Katherine Pierce, born Katerina Petrova, is a 500-year-old Bulgarian vampire.
See how cool that sentence sounds? Well, “cool” is a great word to sum up Katherine Pierce. “Badass” is another one. But the word Katherine chooses for herself? “Survivor.”
What I admire most about Katherine is how resilient she is. In 1490, Katherine, then still Katerina, gave birth to an illegitimate daughter. Katerina’s father snatches the baby away the moment she is born, forcing her into adoption, then disowns and exiles his daughter to England. Katerina quickly adapts to her new surroundings and meets two vampire noblemen, Klaus and Elijah. Always clever, she soon realizes she is a supernatural entity known as a Doppelganger, and that Klaus plans to sacrifice her to break a curse. Without missing a beat, Katerina runs, tricks another vampire into feeding her blood, and then hangs herself, thereby turning herself into a vampire and making her blood useless for the sacrificial ritual. The consequences of Katerina’s stubborn bravery will haunt her for the rest of her life: Klaus slaughters her entire family and forces her to live on the run for 500 years. Needless to say, she’s been through hell, but she continues to bounce back.

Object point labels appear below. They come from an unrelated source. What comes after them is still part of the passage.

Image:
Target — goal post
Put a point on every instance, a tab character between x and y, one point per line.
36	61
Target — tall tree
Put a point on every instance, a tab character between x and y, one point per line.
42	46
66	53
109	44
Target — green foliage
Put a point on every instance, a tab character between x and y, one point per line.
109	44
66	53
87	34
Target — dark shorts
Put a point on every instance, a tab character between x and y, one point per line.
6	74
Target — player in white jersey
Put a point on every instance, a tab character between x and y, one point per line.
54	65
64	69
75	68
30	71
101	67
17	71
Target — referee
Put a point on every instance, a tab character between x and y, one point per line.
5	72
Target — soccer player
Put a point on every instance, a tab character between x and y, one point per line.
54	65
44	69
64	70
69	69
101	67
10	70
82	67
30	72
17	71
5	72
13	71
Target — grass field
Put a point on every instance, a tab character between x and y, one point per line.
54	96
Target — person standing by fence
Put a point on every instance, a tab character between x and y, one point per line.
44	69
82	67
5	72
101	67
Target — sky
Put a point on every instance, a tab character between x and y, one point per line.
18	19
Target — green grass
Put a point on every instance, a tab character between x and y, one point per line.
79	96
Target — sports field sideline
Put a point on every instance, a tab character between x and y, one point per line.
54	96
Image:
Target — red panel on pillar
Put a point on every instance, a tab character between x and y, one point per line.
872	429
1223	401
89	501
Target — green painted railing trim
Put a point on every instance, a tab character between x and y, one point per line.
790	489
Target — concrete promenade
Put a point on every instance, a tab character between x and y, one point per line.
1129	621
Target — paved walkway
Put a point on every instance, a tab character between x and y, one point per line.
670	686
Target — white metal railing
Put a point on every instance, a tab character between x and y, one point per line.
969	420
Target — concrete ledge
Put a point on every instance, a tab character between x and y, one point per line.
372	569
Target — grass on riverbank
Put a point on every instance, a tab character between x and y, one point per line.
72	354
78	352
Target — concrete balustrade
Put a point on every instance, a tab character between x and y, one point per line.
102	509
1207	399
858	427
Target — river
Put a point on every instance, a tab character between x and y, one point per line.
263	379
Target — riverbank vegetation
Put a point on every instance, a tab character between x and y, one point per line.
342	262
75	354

Were she a superhero, this would totally be Katherine’s origin story, but she’s not, and this backstory is not revealed until the audience is familiar with Katherine. Without this context to humanize her, at first Katherine appears to be a selfish, ruthless, and manipulative vampire ready to sacrifice anyone to save her own skin simply because she’s a terrible person. Once we learn her history, her personality makes perfect sense – 500 years running from a vicious killer would mess with anyone’s head. Just look at some of the things Katherine says:
“I will always look out for myself.”
“Better you die than I.”
Katherine has been forced to lead a very lonely existence, and it shows in everything she says and does. Cruelty and selfishness are traits she’s been forced to adopt in the name of self-preservation. Despite this, Katherine still retains hints of the optimistic, romantic – and even forgiving – young girl she once was. One of her many motivations includes getting back together with Stefan, whom she fell in love with and turned into a vampire in the 1860s. At one point she enters into a relationship with Elijah, one of the vampires who was complicit in hunting her down. After he unceremoniously dumps her, she resumes chasing Stefan again. It’s a fascinating and endearing trait in a woman who is otherwise cynical and jaded.
I would actually argue that Katherine’s faith in love borders on the delusional, but it makes sense, when you remember that, before she went through hell, she had this to say:
“If we cease to believe in love, why would we want to live?”